Nevertheless, there are publishers that consider semantic tagging to be something more than mere controlled vocabulary-based human indexing; they are pursuing new techniques. This was evident in the participation in the SSP Boston conference’s semantic tagging seminar, Say What You Mean: How Semantic Tagging Makes Content More Discoverable, More Useful, and More Valuable.
One way that semantic indexing is distinguished from traditional subject indexing of documents is that it focuses on concepts rather than the documents as a whole. Panel presenter Stephen Rhind-Tutt, president of Alexander Street Press, LLC, explained that semantic indexing can answer complex questions of who, what, and when, such as "What battles during the Civil War resulted in more than 1,000 deaths?" Regular indexing merely answers the question "What documents discuss this battle?"
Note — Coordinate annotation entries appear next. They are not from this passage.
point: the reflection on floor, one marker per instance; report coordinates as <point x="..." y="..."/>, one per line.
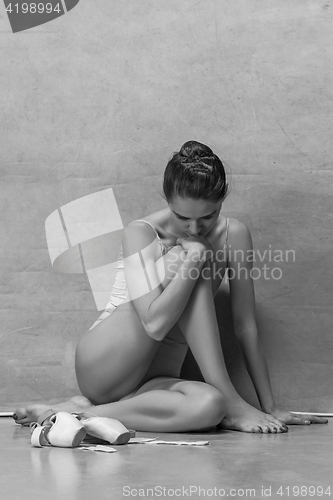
<point x="234" y="464"/>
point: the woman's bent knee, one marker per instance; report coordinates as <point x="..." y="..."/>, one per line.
<point x="209" y="406"/>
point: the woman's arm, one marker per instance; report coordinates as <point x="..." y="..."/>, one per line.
<point x="159" y="288"/>
<point x="243" y="311"/>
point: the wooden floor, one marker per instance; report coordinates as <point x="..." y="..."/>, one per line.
<point x="234" y="464"/>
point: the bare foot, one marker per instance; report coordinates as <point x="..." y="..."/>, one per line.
<point x="31" y="412"/>
<point x="243" y="417"/>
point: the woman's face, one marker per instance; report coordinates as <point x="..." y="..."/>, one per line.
<point x="194" y="217"/>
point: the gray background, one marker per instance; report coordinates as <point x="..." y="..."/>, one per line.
<point x="100" y="98"/>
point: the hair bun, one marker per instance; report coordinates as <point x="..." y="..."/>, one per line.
<point x="193" y="150"/>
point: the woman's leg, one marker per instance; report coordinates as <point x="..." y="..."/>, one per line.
<point x="112" y="361"/>
<point x="118" y="378"/>
<point x="199" y="326"/>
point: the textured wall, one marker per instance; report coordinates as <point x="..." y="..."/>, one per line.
<point x="100" y="98"/>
Specialized and multilevel facets (or metadata, depending on your perspective) of controlled vocabularies can be implemented to support semantically complex user queries, as done by humanities publisher Alexander Street Press. Its database of theatrical plays is indexed by the top-level facets, including playwright data, theater data, specific production data, theater company information, character characteristics, scene data, and play text data. Its Early Encounters in North America history database has nine controlled vocabularies, including author, source, year, place environment, flora, fauna, encounter, people, personal event, and cultural event. Setting up the controlled vocabulary and facets requires one to "go into the data and ask ‘what are the latent semantic issues that will be asked’ … This needs to be discipline specific," according to Rhind-Tutt. Finally, the content searched with faceted taxonomies and supporting interfaces needs to be sufficiently structured with metadata, tagging, or indexing that precisely captures each subject in its appropriate facet.
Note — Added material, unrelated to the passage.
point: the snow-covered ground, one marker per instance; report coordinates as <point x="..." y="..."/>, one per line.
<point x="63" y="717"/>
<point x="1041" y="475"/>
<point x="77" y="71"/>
Another way that semantic indexing is distinguished from traditional subject indexing of documents is that it focuses on pieces of content at a finer, granular level rather than the documents as a whole. This is an approach taken by
medical research database developer Silverchair, as explained by its CTO Jake Zarnegar: "We apply semantic tags at any change of topic or concept in the data at any level—including articles, sections, paragraphs, tables, figures, equations, sidebars, videos, etc. Many taxonomic tagging systems deal with the entire data entity as one unit." Using its internally developed TOTEM taxonomy management platform, Silverchair inserts taxonomy tags into the XML content. According to Zarnegar, "Tagging should be done at the smallest ‘atomic’ level that can stand on its own if taken out." Whether the original source is a book, article, or pamphlet, subject indexing is often done to the paragraph level.